Robert_Crovella · May 27, 2016, 1:56pm

It’s described in the nvcc manual:

http://docs.nvidia.com/cuda/cuda-compiler-driver-nvcc/index.html#virtual-architectures

Since you are running on linux, it may be as simple as:

nvcc -arch=sm_52 <your additional compile command line here>

cysin · May 27, 2016, 2:01pm

@txbob I am using camke and I am afraid I’ve already done this:

set(CMAKE_CXX_FLAGS "${CMAKE_CXX_FLAGS} -std=c++11 -s")
set(CUDA_NVCC_FLAGS "${CUDA_NVCC_FLAGS} --default-stream per-thread")

LIST(APPEND CUDA_OPTS -gencode arch=compute_20,code=sm_20)
LIST(APPEND CUDA_OPTS -gencode arch=compute_20,code=sm_21)
LIST(APPEND CUDA_OPTS -gencode arch=compute_30,code=sm_30)
LIST(APPEND CUDA_OPTS -gencode arch=compute_35,code=sm_35)
LIST(APPEND CUDA_OPTS -gencode arch=compute_50,code=sm_50)
LIST(APPEND CUDA_OPTS -gencode arch=compute_52,code=sm_52)
LIST(APPEND CUDA_OPTS --ptxas-options=-v)

...

       CUDA_ADD_LIBRARY(sharedlib ${project_LIB_SRCS} OPTIONS ${CUDA_OPTS} SHARED)
       TARGET_LINK_LIBRARIES(sharedlib ${project_LIBS})

...

Am I doing something wrong here?

Robert_Crovella · May 27, 2016, 2:25pm

Yes.

None of these:

LIST(APPEND CUDA_OPTS -gencode arch=compute_20,code=sm_20)
LIST(APPEND CUDA_OPTS -gencode arch=compute_20,code=sm_21)
LIST(APPEND CUDA_OPTS -gencode arch=compute_30,code=sm_30)
LIST(APPEND CUDA_OPTS -gencode arch=compute_35,code=sm_35)
LIST(APPEND CUDA_OPTS -gencode arch=compute_50,code=sm_50)
LIST(APPEND CUDA_OPTS -gencode arch=compute_52,code=sm_52)

produce PTX in the final binary.

So add this:

LIST(APPEND CUDA_OPTS -gencode arch=compute_52,code=compute_52)

to the end of the above list

cysin · May 27, 2016, 3:28pm

@txbob Thanks a lot and my code works now. But it looks like that the code does not work as fast as it should be. It’s a multi-threaded server side program and the GPU util ratio is not stable, sometimes it’s 0 or less than 20. Is this normal? My program works much faster on 980 Ti.

Robert_Crovella · May 27, 2016, 3:44pm

I can’t really comment on a code I haven’t seen.

If your program runs faster on GTX 980 than GTX 1080 then I would do two things:

Wait for CUDA 8 RC to come out (should be soon), which I think will be able to compile directly for cc6.1 (arch=compute_61,code=sm_61) which is what a GTX 1080 is. Then re-test.
If your code produces the correct result but still runs more slowly after step 1, I would file a bug.

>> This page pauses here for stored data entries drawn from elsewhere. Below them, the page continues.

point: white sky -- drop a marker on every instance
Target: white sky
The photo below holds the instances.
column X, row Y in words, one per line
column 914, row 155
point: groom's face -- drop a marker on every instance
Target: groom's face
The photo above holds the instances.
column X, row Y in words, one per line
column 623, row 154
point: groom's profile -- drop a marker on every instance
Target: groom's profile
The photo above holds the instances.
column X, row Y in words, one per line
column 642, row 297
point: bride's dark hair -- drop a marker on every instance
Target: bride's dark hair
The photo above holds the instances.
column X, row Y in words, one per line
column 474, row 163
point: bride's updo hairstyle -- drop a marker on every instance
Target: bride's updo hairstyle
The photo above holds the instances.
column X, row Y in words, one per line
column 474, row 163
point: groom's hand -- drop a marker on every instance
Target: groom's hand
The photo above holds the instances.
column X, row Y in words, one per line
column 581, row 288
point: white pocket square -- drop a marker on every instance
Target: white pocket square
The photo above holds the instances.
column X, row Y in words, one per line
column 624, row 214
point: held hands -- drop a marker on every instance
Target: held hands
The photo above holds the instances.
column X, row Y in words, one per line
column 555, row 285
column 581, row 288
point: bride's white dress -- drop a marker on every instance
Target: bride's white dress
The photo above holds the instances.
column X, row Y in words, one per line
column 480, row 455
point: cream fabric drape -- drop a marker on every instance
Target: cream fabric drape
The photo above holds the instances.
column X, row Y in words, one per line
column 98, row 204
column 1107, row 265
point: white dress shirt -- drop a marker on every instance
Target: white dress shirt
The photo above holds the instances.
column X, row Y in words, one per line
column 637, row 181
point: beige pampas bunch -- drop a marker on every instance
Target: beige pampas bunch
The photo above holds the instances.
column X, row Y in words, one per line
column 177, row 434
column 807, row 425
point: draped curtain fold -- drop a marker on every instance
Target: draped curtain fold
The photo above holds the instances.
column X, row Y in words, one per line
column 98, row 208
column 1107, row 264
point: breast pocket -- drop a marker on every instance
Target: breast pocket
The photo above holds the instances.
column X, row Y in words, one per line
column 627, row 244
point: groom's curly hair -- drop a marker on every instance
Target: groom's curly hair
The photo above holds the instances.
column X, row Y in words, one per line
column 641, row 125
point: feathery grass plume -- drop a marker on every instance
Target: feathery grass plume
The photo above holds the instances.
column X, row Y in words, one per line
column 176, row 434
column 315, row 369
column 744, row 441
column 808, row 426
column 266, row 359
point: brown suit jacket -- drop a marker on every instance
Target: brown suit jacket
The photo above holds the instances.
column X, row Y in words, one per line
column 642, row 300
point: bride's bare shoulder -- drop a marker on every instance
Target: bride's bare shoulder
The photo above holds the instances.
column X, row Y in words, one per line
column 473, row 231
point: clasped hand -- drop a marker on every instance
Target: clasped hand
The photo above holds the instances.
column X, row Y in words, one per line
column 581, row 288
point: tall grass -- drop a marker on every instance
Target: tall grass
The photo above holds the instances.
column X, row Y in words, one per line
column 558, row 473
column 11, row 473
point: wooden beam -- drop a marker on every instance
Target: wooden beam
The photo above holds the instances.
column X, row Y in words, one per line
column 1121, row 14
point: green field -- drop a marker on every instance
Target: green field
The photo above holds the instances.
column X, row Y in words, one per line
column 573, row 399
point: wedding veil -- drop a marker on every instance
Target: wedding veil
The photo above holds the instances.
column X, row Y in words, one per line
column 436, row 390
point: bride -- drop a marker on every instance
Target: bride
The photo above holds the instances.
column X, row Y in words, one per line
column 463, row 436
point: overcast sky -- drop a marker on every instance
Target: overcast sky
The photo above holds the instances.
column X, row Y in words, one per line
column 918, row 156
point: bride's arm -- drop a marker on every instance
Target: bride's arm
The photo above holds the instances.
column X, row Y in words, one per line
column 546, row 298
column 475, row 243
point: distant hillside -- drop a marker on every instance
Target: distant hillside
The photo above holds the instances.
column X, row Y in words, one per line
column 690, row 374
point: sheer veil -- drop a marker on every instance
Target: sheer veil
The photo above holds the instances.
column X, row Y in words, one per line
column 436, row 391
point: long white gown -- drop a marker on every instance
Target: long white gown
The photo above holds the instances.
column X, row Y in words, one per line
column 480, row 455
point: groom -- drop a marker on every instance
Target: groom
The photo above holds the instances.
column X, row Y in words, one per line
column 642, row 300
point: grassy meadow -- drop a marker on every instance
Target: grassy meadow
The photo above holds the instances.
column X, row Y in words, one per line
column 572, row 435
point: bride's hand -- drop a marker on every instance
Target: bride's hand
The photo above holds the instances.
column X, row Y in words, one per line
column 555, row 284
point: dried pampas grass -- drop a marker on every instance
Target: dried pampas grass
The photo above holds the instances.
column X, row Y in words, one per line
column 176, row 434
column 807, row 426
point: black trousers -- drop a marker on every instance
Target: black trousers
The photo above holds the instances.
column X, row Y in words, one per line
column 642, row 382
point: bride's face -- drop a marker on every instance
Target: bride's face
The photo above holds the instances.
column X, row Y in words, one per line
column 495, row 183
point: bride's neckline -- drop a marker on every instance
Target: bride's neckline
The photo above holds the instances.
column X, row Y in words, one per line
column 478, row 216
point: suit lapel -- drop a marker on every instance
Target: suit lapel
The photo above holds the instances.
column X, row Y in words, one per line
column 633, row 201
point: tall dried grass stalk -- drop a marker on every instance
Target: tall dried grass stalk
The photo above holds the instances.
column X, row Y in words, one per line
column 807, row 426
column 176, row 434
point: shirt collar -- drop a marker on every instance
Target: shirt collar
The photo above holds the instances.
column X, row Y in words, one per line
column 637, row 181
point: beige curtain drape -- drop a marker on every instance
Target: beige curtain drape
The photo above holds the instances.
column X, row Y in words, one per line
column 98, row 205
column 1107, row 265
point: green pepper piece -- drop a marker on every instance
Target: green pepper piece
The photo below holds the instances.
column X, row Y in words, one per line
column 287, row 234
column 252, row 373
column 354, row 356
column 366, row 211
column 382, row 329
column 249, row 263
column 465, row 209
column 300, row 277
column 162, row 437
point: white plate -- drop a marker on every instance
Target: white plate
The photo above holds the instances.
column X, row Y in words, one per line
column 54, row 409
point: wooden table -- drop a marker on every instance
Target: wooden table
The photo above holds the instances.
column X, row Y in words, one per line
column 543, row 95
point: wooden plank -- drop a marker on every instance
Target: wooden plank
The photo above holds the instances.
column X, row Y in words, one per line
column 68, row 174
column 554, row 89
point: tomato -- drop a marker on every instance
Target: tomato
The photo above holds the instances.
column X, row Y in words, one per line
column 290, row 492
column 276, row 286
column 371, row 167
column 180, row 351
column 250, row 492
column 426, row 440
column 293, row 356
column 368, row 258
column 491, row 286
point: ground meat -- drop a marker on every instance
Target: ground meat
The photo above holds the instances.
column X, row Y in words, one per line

It would facilitate the process if you could produce a test version of your code that is not multi-threaded. This should be more-or-less orthogonal to CUDA performance anyway, so presumably you can demonstrate a single-threaded version that also displays the same disparity as the multi-threaded version.